Nachdem sie fort waren, versank Felix nach und nach in einen Zustand
halber Bewußtlosigkeit, und während ich neben dem Sessel, in den er sich mit
geschlossenen Augen zurücklehnte, leise mit der Mutter sprach, entschlüpfte mir,
ich weiß selbst nicht wie es kam, mit Bezug auf den verlorenen Ring die
Worte Verlobung und Braut.
Felix öffnete sofort die Augen und fragte mit fieberischer Betonung:
„Braut? Von wem sprecht Ihr?"
„Von Niemanden", antwortete ich verwirrt.
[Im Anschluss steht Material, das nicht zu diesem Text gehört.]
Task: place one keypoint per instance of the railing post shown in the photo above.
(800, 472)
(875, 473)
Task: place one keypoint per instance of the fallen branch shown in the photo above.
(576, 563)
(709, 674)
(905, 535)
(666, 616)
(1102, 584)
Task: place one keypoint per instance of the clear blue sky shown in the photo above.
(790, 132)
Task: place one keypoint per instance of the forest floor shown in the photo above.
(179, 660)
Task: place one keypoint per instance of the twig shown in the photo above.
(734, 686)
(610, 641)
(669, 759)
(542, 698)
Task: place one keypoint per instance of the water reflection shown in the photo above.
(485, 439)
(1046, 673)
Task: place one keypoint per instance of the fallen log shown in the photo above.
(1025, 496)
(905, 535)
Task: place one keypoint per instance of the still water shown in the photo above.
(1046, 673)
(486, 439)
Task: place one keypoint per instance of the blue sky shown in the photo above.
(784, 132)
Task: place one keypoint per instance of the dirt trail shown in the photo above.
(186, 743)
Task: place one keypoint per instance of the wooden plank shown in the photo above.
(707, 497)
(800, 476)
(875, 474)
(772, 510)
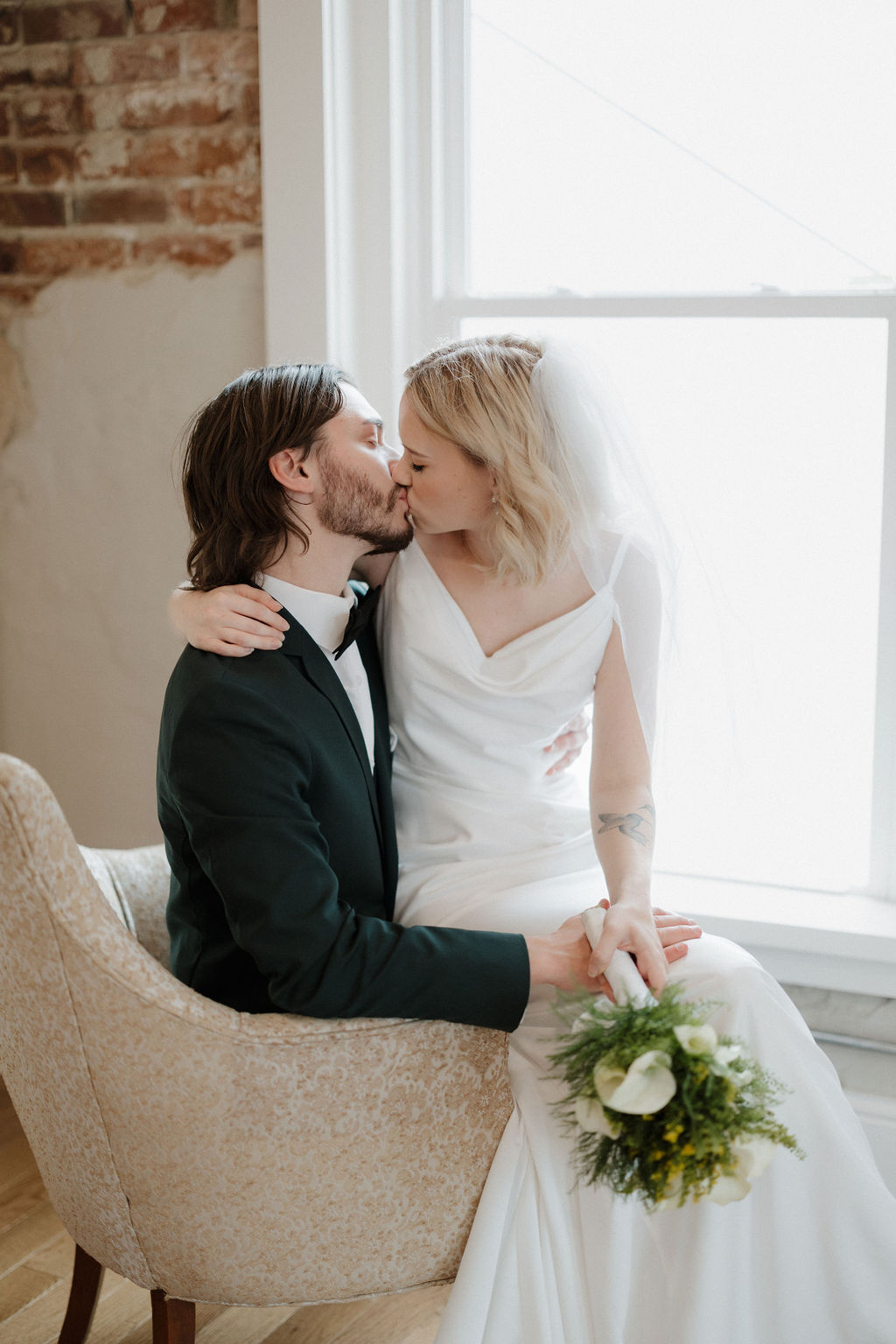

Aber damit gab er sich nicht
zufrieden, denn als die Mutter nach wenigen Augenblicken das Zimmer verließ,
sah er mich mit großen fragenden Blicken an, und so mußte ich ihm denn
Alles erzählen, was für mich mit dem Ringe zusammenhing, wobei ich das
Ganze ins Lächerliche zu ziehen suchte.
Felix wurde immer aufmerksamer und träumischer. „Braut?" wiederholte
er. „Da wärest Du ja nicht mehr meine Schwester!"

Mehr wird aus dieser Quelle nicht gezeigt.